You would need to transform the annotation masks to class indices by e.g. mapping the color codes to class indices, depending on your current mask format. The linked image seems to show a binary mask, so I’m unsure if you are using 3 binary masks now or a single mask with different colors/values.

1 Like

Thanks for the help! At first, I had just 1 binary mask. I got 2 more and I want to combine/format all 3 into a single mask that can be used as ground truth (so I can segment more things with just one model). The training image has a shape of (3, 224, 224) and each mask has a shape of (1, 224, 224). What should be the shape of the combined formatted mask and what values should it contain? How can I achieve that?

In that case you could map each mask to a class index assuming that the targets do not overlap and you are thus working on a multi-class segmentation use case as seen here:

# Create non-overlapping masks
mask1 = torch.zeros(1, 24, 24).long()
mask1[:, :2, :2] = 1

mask2 = torch.zeros(1, 24, 24).long()
mask2[:, 3:6, 3:6] = 1

mask3 = torch.zeros(1, 24, 24).long()
mask3[:, 15:18, 15:18] = 1

# map masks to class indices
mask2[mask2==1] = 2
mask3[mask3==1] = 3

# create target mask
mask = mask1 + mask2 + mask3

> tensor([0, 1, 2, 3])
1 Like

Thanks, I will give it a shot! Although I guess the different targets do overlap since we have three classes: Roof Edge, Roof Corner, Roof Footprint. Some of them do share a part of the same pixels since corners are contained within edges and everything is contained inside the footprint. Will there be issues with your current proposed approach? What is another possible approach to overcome overlapping targets?

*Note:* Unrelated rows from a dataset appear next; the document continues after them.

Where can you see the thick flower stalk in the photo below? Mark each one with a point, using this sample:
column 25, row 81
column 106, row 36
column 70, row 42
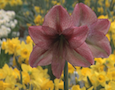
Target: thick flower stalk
column 72, row 38
column 98, row 28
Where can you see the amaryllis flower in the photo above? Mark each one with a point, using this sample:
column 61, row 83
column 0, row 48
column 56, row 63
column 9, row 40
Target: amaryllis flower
column 96, row 39
column 58, row 40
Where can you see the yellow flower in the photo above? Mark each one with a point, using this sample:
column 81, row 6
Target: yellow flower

Tried to merge them to visualise them:

I guess I can make 3 separate binary segmentation models but I am pretty sure that it’s not better.

My proposed approach wouldn’t work in this case, since the addition would create new classes.
E.g. if a specific pixel location contains a class label 1 and 2, the result would be class index 3, which would be a new class representing the occurrence of both classes.
This could be of course a valid approach, in case you want to create new class indices for the overlaps.

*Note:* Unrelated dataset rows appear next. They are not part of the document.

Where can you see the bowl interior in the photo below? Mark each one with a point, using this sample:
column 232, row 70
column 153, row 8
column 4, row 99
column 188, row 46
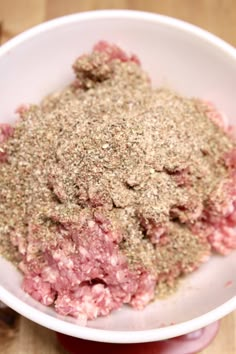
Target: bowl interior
column 175, row 55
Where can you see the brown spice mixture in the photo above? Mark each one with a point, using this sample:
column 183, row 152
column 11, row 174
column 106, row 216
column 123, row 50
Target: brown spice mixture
column 115, row 145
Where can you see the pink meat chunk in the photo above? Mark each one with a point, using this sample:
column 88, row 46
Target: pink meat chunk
column 85, row 273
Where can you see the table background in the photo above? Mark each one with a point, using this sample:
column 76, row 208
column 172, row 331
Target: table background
column 217, row 16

On the other hand, you could also use a multi-label segmentation, where the output might contain zero, one, or multiple active classes for each pixel. In that case you would use nn.BCEWithLogitsLoss as the criterion and the target would be a multi-hot encoded mask, which can be created by stacking the binary maps.

You could also stick to the multi-class segmentation use case, but would need to make sure to only keep one active class for the overlaps.

1 Like